Our James Szumowski gets down and dirty with latest developments in the happy fashion revolution #fashrev - documenting changes in the streetwear industry. 

Rosario Dawson has teamed up with Abrima Erwiah to premiere their creative collaboration at New York Fashion Week, Studio 189. The project was first created in 2013, with a view to preserve African inspired culture and creativity through projects including art and fashion design. Unlike most designers showing at NYFW, and similar to our concept here at CAFIN, Studio 189 is a collaborative creative project pooling various creatives in order to display their own individual creative processes and give the gift of individual creativity to the world through their ‘label’.

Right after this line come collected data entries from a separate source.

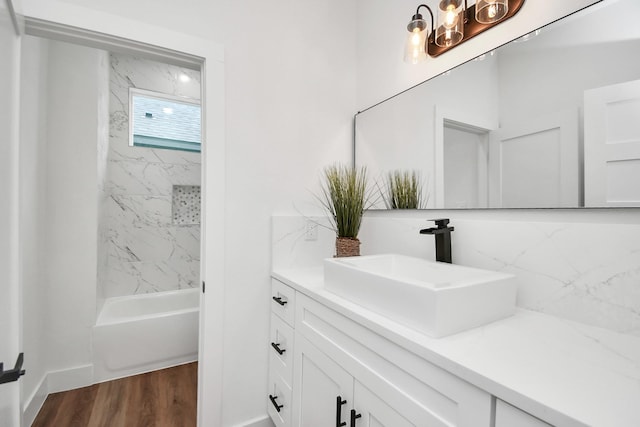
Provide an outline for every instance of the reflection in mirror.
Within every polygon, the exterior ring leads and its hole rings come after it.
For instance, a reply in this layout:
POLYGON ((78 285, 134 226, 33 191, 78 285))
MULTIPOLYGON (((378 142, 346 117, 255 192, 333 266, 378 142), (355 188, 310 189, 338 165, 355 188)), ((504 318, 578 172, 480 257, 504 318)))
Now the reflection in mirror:
POLYGON ((431 209, 640 206, 637 16, 602 1, 358 113, 355 162, 431 209))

This not only provides Studio 189 with interesting and varied things to sell, but also means these creatives get their work seen and loved by a larger audience than they may achieve alone. As well as this, all of their clothing is organic, fair trade and hand made in Africa using traditional methods handed down through generations.

While everyone knows **** might not be the most ethically minded company when it comes to their workers, they are currently marching closer to their goals of sustainability in terms of environmental efforts. Aiming to use 100% renewable energy company-wide within a decade, though clever wording in their press release has revealed that this only applies to **** owned factories and facilities. Their 679 contract facilities (mostly located in Southeast Asia) are not included in this pledge. Although they haven’t got the best track record, **** do at least appear to be trying to improve on all fronts, and hopefully this will result in positive change.

Continuing the theme of all female fashion collaboration (you go, girls!), academic turned designer Peta Stinson has teamed up with model and actress Jaime King to create an organic clothing line. Sapling was started by Stinson following her 6 day old son’s contraction of meningitis, resulting in months in hospital and a touch and go period when his survival was not guarenteed.

Realising how delicate and fragile her son’s lungs were caused Stinson to realise there were no organic baby clothing labels, so she decided to make one herself. Sapling uses 100% organic materials and vegetable based dyes in order to clothe new born babies in safe, soft and delicate clothing.